The reason that the difficulty of searching the relevant .PDF is IMPORTANT, is that competitors in the Senate and House may have been mislead that language offensive to their agendas and preferences was totally absent - it may have merely been a part of the un-indexed portion. It's actually easier to tell a computer to index exhaustively than to half-assed do the job; Sen. Nunn isn't out of the woods yet.
If he didn't know, it's a little like Reagan's VP and Iran/Contra - he's damned for incompetence if he didn't know, and he's damned for collusion if he did. It is sufficient to know that the truth was hidden for the evidence to be politically damning.
I'll take a moment to note that I'm personally on board with Ollie in re Contras specifically - we can't let ANYONE emasculate America by casting psoitive mobility of purpose away for temporary political gain; We need our Military element of surprise.

The document itself needs to be evaluated by a team of individuals who communicate well; they'll have their best chances for efficient speed if both sides are forthcoming about their preferences.
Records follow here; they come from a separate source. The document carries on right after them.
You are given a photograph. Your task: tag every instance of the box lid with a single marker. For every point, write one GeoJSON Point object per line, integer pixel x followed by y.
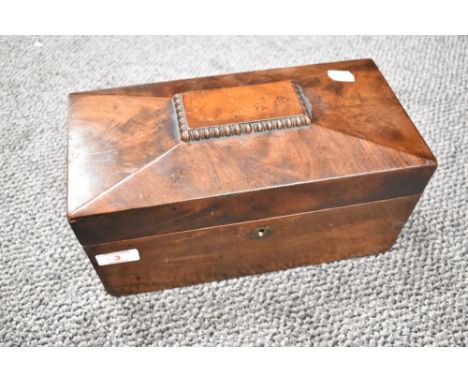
{"type": "Point", "coordinates": [189, 154]}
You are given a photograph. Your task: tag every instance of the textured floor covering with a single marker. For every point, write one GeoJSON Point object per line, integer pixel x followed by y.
{"type": "Point", "coordinates": [415, 294]}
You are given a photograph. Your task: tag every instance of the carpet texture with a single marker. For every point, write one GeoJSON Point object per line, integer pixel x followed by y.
{"type": "Point", "coordinates": [415, 294]}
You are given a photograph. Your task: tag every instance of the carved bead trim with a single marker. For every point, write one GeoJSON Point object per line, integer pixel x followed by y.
{"type": "Point", "coordinates": [243, 128]}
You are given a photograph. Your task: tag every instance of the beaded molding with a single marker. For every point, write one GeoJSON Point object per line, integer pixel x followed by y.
{"type": "Point", "coordinates": [243, 128]}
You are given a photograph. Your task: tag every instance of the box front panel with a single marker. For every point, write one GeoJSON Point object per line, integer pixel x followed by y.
{"type": "Point", "coordinates": [171, 260]}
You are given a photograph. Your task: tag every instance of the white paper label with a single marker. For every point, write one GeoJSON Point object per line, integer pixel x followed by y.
{"type": "Point", "coordinates": [118, 257]}
{"type": "Point", "coordinates": [341, 75]}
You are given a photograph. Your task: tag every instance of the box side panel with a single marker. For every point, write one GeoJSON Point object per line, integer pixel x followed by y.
{"type": "Point", "coordinates": [262, 204]}
{"type": "Point", "coordinates": [191, 257]}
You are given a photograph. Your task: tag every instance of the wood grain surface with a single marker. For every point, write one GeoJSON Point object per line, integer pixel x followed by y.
{"type": "Point", "coordinates": [214, 156]}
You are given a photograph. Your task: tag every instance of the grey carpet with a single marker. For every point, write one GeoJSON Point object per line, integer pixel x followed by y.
{"type": "Point", "coordinates": [415, 294]}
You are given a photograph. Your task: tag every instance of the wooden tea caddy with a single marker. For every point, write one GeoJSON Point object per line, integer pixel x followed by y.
{"type": "Point", "coordinates": [203, 179]}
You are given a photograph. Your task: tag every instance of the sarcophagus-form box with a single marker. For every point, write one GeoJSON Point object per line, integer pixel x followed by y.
{"type": "Point", "coordinates": [203, 179]}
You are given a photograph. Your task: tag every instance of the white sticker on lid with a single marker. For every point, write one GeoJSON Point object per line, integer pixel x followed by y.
{"type": "Point", "coordinates": [341, 75]}
{"type": "Point", "coordinates": [118, 257]}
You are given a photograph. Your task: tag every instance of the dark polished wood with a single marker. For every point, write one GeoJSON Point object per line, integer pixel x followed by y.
{"type": "Point", "coordinates": [194, 164]}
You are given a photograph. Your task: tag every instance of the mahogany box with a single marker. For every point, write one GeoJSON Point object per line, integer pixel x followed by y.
{"type": "Point", "coordinates": [203, 179]}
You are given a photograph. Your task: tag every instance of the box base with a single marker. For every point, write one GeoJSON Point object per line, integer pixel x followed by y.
{"type": "Point", "coordinates": [215, 253]}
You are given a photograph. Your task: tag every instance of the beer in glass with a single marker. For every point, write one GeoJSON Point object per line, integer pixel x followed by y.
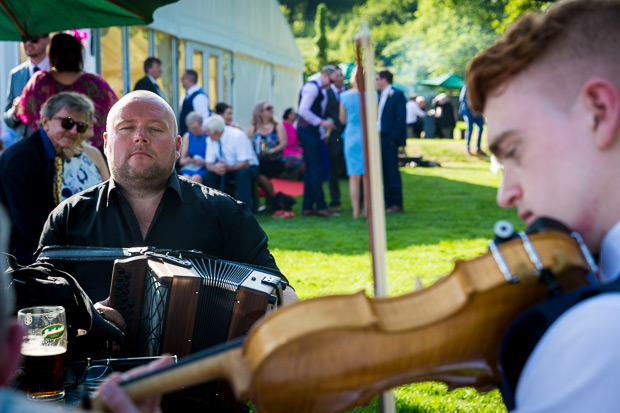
{"type": "Point", "coordinates": [44, 348]}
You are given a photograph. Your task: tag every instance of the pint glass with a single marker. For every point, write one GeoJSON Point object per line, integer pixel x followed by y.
{"type": "Point", "coordinates": [44, 348]}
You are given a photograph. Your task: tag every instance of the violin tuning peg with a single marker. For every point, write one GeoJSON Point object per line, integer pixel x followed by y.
{"type": "Point", "coordinates": [504, 231]}
{"type": "Point", "coordinates": [418, 284]}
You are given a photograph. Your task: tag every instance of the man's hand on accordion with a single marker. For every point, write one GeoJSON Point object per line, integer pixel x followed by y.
{"type": "Point", "coordinates": [111, 315]}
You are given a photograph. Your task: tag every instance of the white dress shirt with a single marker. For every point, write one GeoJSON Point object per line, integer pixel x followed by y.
{"type": "Point", "coordinates": [575, 367]}
{"type": "Point", "coordinates": [234, 147]}
{"type": "Point", "coordinates": [382, 99]}
{"type": "Point", "coordinates": [309, 92]}
{"type": "Point", "coordinates": [200, 102]}
{"type": "Point", "coordinates": [414, 112]}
Points in the Report prepared for POTUS 44 should agree throughout. A good outline should do it; the table of contents would be helpful, but making your own outline, and then going back to compare is more reliable. I've had time enough to do it since Christmas last year, but truly "The urgent exercises tyranny over the important" - some of the stuff I've been into since then has even been important on it's own.

Once you have an outline, you ask if the Report is artful political double talk, or somebody did the heavy lifting and developed a conclusion. Then you use detectives and blackmail to find the relevant drawer we imagine is there somewhere, and compare the contents to the Report: It's no good to say "We didn't know about the report we made up our OWN Law..." The report has been "in the works" since 1999. Please lend your voice to mine if you have not yet written the House Committee on Unamerican Activities (Washington 20007.) Be substantive if possible.

NO ONE is EVER satisfied one hundred percent with any law at the time. History mellows our perceptions of them, and tests them for their merits. In fact no law can POSSIBLY satisfy all constituencies, so the final test of the language of the anticipated item will give important attention to fairness:

The Law itself should be written according to the agreed upon outline that best describes the report. No one writing the (potentially) Self-Consistent Non-double-talk oriented in-the-public-interest Report could single handed direct its language and outcome. The truth has it's way even with Politicians, and these were public servants. When the Report has been rendered substantive and self-consistent, a law that fulfills the requirements above would certifiably be worthy of Washington's attention. I'm not in favor of letting them off the hook. Make them admit defeat by failing passage if necessary. The system works, just not the way we WANT it to!